Paul relates the submission of wives to the way the church submits to Christ:
Wives, submit yourselves to your own husbands as you do to the Lord. For the husband is the head of the wife as Christ is the head of the church, his body, of which he is the Savior. Now as the church submits to Christ, so also wives should submit in everything to their husbands (Eph 5:22-24).
Note the key word "For" at the beginning of verse 23. Its a grounding word and indicates that what comes next is the purpose for what is before it. That is, wives should submit to their husbands because the husband is the head of the wife just as Christ is the head of the church. If the husband is the head, the wife cannot also be the head. Someone has to lead the marriage and God calls men especially to that role.
If you are going to say that husbands should submit to their wives, then using Paul's logic in the above verse (and therefore God's), you would also have to be saying that Christ should submit to the church. Is anyone willing to make that argument? Then you should be careful when arguing that husbands should submit to their wives.
The main problem with the mutual submission argument is an incorrect reading of the text, missing the intention of the original Greek word and context:
So what reason can people give to argue for the "mutual submission"
interpretation in Ephesians 5:21? Their argument is based on the
expression, "one another" (the Greek pronoun allelous). Here
interpreters say that the pronoun must mean "everyone to everyone"

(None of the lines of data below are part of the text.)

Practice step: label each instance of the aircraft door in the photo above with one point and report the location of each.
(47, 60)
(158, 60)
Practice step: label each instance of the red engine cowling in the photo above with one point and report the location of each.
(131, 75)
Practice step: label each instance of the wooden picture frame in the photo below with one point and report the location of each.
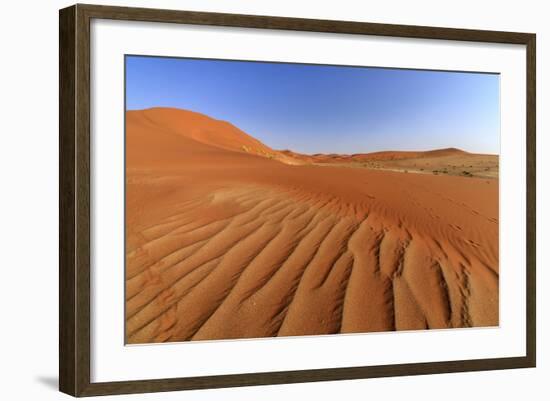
(74, 203)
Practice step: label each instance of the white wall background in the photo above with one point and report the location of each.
(29, 184)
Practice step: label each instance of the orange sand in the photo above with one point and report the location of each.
(228, 238)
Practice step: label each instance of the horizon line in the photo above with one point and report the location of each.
(316, 153)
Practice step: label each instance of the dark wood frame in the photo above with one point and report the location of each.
(74, 199)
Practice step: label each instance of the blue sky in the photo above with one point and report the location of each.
(327, 109)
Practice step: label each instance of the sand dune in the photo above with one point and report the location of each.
(225, 242)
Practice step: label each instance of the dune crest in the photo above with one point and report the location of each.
(224, 243)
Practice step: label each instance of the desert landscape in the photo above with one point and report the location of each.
(227, 238)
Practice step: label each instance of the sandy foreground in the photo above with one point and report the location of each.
(228, 238)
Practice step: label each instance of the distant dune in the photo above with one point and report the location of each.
(228, 238)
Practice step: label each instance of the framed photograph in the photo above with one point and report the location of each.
(250, 200)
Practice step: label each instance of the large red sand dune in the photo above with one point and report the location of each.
(228, 238)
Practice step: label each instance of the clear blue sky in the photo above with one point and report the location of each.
(327, 109)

(that is, that it must be "exhaustively reciprocal," which means that
it refers to something that every single person does to every single
other person). To support this view, they quote a number of verses
where allelous does take that sense: we are all to "love one another"
(John 13:34) and "be servants of one another" (Gal. 5:13).
But here is the crucial mistake: interpreters assume that because
allelous means "everyone to everyone" in some verses, it must mean
that in all verses. When they assume that, they simply have not done
their homework-they have not checked out the way the word is used in
many other contexts, where it doesn't mean "everyone to everyone," but
"some to others."
That quote comes from Wayne Grudem: http://www.rockvalleybiblechurch.org/ResourceLibrary/MythOfMutualSubmission.htm See that article for a more thorough explanation and discussion of this topic.
I understand men have often abused their authority and their wives under the pretext of the authority given them in this text. There is no excuse for their behavior and they will have to give an account for their actions. But, nothing is made better by gutting the meaning of this text. The meaning is clear, wives should submit to their husbands, and not the other way around. If you don't like that, ok, let's discuss that. But let's not try to make the text say what it doesn't say or prevent it from saying what it does say.